Ford and Toyota are both laying claim to the "world's best-selling vehicle nameplate" title. While Ford announced last week that its Ford Focus is the "world's best-selling vehicle nameplate" in 2012, Toyota is insisting that its Toyota Corolla was the real title-holder. Each carmaker sold over a million of their own nameplates, and they want more than just selling hordes of vehicles – they want to have the bragging rights, which only one of them could really claim.
So as to which nameplate is really the number one is the world, the answer is not that easy to determine since it depends on the definition of "nameplate," which body styles or derivatives are included, and who is keeping track of the sales figures. Erich Merkle, Ford's top sales analyst, cited Polk global new-vehicle registration data as basis for the carmaker’s claim to the title. Toyota spokesman Dion Corbett, begs to differ, saying that the Corolla is the global number one.
Ford issued a press release last week citing Polk data that said the "Ford Focus nameplate" topped the 2012 global vehicle registration figures. On Polk’s count, Ford sold around 1,020,410 Ford Focuses in 2012, boosted by gains in China and the United States.

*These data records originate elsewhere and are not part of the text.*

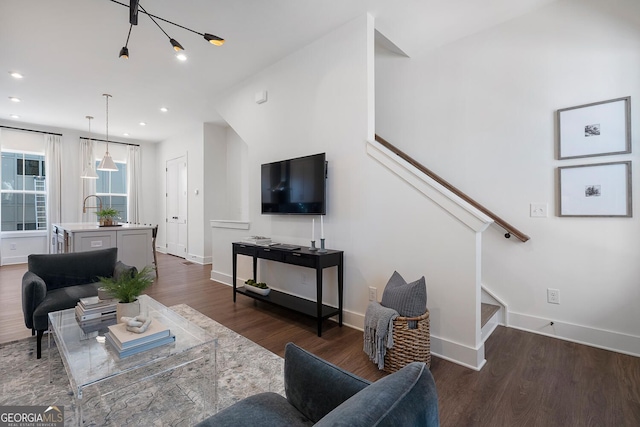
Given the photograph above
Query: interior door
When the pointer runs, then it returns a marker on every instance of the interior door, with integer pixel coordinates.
(177, 207)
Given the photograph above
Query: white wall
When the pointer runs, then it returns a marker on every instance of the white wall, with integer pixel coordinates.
(480, 113)
(320, 100)
(35, 242)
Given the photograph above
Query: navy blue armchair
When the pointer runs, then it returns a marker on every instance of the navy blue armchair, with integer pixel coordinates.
(322, 394)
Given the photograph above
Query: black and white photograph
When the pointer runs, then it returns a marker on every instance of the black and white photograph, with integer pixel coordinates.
(592, 130)
(602, 189)
(592, 191)
(597, 129)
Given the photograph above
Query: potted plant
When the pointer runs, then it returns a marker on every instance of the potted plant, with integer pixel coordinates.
(106, 216)
(126, 289)
(258, 288)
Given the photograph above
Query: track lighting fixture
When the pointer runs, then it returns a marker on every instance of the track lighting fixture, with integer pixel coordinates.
(124, 52)
(134, 6)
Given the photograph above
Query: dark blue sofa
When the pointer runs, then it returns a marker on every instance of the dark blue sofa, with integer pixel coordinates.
(57, 282)
(321, 394)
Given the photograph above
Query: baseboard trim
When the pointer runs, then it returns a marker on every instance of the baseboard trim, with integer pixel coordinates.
(14, 260)
(223, 278)
(199, 259)
(599, 338)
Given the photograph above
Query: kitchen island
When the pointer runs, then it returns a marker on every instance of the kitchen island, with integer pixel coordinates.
(132, 240)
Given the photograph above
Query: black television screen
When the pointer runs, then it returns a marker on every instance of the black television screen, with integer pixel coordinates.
(295, 186)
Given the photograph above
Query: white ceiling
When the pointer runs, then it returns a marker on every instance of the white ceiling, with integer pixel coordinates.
(67, 51)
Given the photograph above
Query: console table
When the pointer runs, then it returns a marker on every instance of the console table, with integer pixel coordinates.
(302, 257)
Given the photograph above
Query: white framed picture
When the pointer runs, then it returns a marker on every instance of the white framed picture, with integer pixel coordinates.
(598, 129)
(595, 190)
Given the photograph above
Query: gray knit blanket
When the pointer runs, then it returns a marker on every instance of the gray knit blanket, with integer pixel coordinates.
(378, 331)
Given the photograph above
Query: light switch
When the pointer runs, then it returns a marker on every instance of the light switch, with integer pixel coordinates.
(538, 210)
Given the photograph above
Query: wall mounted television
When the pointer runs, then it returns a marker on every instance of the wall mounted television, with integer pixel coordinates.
(295, 186)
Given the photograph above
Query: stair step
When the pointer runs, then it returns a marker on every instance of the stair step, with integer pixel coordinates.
(487, 311)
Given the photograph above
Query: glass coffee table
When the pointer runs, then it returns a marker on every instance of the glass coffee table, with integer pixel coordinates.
(162, 382)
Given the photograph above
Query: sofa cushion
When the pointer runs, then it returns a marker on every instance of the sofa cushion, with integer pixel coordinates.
(314, 386)
(407, 397)
(408, 299)
(264, 409)
(60, 270)
(61, 299)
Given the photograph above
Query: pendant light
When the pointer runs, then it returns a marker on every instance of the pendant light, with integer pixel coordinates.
(89, 172)
(107, 163)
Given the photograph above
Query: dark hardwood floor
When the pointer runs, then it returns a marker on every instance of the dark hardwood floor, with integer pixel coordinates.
(529, 380)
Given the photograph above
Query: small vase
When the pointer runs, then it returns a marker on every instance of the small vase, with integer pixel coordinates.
(127, 309)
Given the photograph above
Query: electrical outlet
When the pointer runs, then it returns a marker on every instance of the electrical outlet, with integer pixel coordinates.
(553, 296)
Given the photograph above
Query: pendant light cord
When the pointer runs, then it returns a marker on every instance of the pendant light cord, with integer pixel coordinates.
(106, 95)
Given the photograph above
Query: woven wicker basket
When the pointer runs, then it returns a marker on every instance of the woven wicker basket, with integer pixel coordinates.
(409, 345)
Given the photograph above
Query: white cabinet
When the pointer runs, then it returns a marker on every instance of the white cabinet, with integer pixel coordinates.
(133, 241)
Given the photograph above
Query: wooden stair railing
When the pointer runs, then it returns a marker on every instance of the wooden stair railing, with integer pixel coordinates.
(510, 230)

Polk’s count of the global figures for the Corolla was 872,774 in 2012.
Toyota, however, disagreed with Polk’s data, saying that it sold 1,160,764 Corollas in 2012. Polk is sticking to the figures Ford cited. Anthony Pratt, Polk vice president of forecasting, said that the difference in the totals is "related to the definition of nameplate. He said that Ford adhered to the one-name 'nameplate' definition for the Focus.
In counting the registration figures for the Corolla, the numbers excluded any rebadged vehicles, platform derivatives or nameplate versions, Pratt said. This means that Ford excluded Corollas with different body styles that carry two-word names like the Corolla Rumion.